QoS - two levers to strategically manage your SaaS product

Sunday October 8th 2023 by socraticDev

Economics can make or break your SaaS(Software as a Service) product. How? Consumers will use (and pay for) your SaaS product as long at it's more affordable to them versus managing their own technological infrastructure to run their own software solutions.

The capability provided to the consumer is to use the provider’s applications running on a cloud infrastructure and accessible from various client devices through a thin client interface such as a Web browser (e.g., web-based email).

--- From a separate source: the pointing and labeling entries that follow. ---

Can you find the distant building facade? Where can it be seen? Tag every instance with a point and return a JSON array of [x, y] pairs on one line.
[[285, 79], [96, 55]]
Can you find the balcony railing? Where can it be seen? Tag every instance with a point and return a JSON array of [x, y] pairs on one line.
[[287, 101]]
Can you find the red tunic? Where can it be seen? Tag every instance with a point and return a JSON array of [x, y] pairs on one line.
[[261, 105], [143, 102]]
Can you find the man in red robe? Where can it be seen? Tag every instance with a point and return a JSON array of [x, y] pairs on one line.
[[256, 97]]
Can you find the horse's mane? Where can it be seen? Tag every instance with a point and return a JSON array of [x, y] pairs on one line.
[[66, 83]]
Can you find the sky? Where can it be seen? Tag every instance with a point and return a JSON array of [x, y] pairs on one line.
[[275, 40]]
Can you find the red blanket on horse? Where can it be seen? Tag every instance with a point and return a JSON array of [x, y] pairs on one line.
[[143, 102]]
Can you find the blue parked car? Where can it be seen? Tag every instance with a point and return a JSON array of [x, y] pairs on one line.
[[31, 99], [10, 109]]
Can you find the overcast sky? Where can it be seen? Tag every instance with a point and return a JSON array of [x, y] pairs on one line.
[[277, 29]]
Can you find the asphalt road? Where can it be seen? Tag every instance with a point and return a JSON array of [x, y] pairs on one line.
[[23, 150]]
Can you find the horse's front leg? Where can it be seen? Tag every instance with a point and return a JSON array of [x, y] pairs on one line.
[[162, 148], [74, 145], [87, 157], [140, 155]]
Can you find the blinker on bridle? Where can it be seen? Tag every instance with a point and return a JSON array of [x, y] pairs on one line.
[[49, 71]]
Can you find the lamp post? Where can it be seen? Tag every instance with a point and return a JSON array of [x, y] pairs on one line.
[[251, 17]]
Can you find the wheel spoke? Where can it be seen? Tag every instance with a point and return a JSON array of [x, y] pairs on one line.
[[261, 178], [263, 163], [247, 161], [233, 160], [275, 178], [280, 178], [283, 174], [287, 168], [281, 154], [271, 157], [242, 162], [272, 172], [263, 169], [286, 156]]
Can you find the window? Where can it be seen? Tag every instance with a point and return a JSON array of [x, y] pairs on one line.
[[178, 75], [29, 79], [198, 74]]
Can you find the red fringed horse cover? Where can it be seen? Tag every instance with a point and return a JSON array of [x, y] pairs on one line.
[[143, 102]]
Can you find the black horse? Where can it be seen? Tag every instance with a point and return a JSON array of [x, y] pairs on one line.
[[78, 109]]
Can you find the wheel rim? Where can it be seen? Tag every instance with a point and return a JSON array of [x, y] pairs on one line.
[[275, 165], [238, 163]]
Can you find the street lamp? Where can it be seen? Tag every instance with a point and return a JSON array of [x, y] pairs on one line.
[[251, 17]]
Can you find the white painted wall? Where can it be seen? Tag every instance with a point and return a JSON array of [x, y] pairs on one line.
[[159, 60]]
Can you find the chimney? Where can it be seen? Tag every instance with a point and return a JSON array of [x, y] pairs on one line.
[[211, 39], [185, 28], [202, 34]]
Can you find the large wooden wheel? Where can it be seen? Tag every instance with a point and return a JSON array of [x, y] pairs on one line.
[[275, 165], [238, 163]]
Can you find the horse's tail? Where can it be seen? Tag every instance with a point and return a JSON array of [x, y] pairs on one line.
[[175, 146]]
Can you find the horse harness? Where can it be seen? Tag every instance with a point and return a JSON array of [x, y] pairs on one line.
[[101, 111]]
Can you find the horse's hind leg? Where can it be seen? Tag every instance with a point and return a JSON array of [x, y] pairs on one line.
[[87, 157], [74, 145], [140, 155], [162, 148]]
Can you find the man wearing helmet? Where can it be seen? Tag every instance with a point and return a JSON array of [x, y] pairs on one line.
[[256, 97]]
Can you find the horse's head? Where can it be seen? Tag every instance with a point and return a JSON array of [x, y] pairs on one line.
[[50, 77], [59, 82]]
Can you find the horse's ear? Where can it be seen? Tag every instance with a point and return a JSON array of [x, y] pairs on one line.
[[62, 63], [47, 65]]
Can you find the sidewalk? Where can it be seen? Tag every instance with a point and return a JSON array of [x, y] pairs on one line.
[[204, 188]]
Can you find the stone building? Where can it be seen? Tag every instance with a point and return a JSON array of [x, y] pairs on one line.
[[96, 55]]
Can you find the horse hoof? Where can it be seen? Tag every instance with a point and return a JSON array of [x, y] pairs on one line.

The consumer does not manage or control the underlying cloud infrastructure, network, servers, operating systems, storage, or even individual application capabilities, with the possible exception of limited user-specific application configuration settings.

In 2023, SaaS is the expected method of software delivery. So it was in the 1930s, when IBM was the only game in town. IBM had "service bureaus"(sic) in many town where "customers brought their data processing needs [...] and came back later for the results". But technology evolved and in the 1950s, the economics changed in favor of smaller players such as New Jersey based Automatic Payrolls Inc. disrupted the way to deliver value to businesses. They created the payroll processing business by freeing businesses from having to maintain expensive IBM equipments and relying on their accounting staff oversee the toil of payroll work.

In a nutshell, what made sense last year might not hold water the next. Your business way of delivering software is just one aspect of your product. You will earn and keep customers as long as what you are offering them make sense to them economically.

QoS - two levers to strategically manage your SaaS product

QoS can make or break your SaaS(Software as a Service) product.

A SaaS product is composed of two principal elements: the software and its technological infrastructure.

Both can make or break your product!

Quality of Software

The software is the application itself. It contains the business logic and, perhaps, some Intellectual property. It is the "portal" to your systems. It could be an highly polished web application or mobile app. And it could also be represented as a set of APIs (Application Programming Interfaces) that open your systems to be consumed by your customers in a way they see fit.

Quality of software is a concept with multiple aspects:

aspect description
functionality complete feature set, correct functions, appropriate functions
reliability product maturity, available, fault tolerant, able to recover from failure
usability easy to learn how to use it, accessible to people with disability, users are protected from their errors
security authenticity, non-repudiation, confidentiality

As a product strategist, you will understand and manage these various aspects of Quality of Software in order to attract and retain customers.

Quality of Service

"[Quality of Service] is a non-functional component which can be defined as the ability to provide different priority to different applications, users, data flows or to guarantee a certain level of performance."

Academic researches have stressed the difference between Telecommunications and IT Outsourcing (ITO) Quality of Service versus Software as a Service quality of service. A fundamental concept for Quality of Service is the Service Level Agreement (SLA).

aspect description
availability proportion of time when every component of the system is operational and accessible
response time how long does it take to process a request (in millisecond)
throughput number of requests that can be processed per unit of time. this aspect is linked to scalability and it is an interesting aspect to monetize your offering by offering various capacities per price range
timeliness the ability to meet deadlines(subjective to users)

"Customers are at least as concerned about the quality of service as they are about the software. Indeed, for providers who use freely available open source software, quality of service is their only competitive advantage."

conclusion

There is no such thing as "build it (your SaaS product) and they will come". Economics regulates your success and failure! Providing value to customers is the name of the game. Being first to market and having the monopoly over a niche remain still sound business strategies.

Achieving Product-Market Fit is your barrier to entry in the game. This mean that before hoping to be successful, you must validate that your business enters a good market with a product that can satisfy that market.

How do you do that? It depends on who you are!

A lean startup will start with an idea, lots of cloud computing skills, and a credit card. They will build a tight MVP (minimal viable product) and start putting it between the hands of customers as soon as possible. How? By "outsourcing" most of the infrastructure aspects to managed cloud services (serverless, authentication, storage, etc.) They gonna use their credit card to pay for infrastructure while putting most of their energy on the software itself.

When Product-Market Fit is achieved, they will identify their infrastructure pain points, assess various scenarios to address them, and start putting their efforts into infrastructure concerns. At some point, they might want to opt out of their earlier cloud services architecture and migrate to a better suited infrastructure.

Everything being equal, successful 21st century tech-business people learn what is not under their control (economics, technological evolutions) and what is (carefully managing Quality of software and Quality of service). They strive to keep a balance between Economics, Quality of Software, and Quality of Service.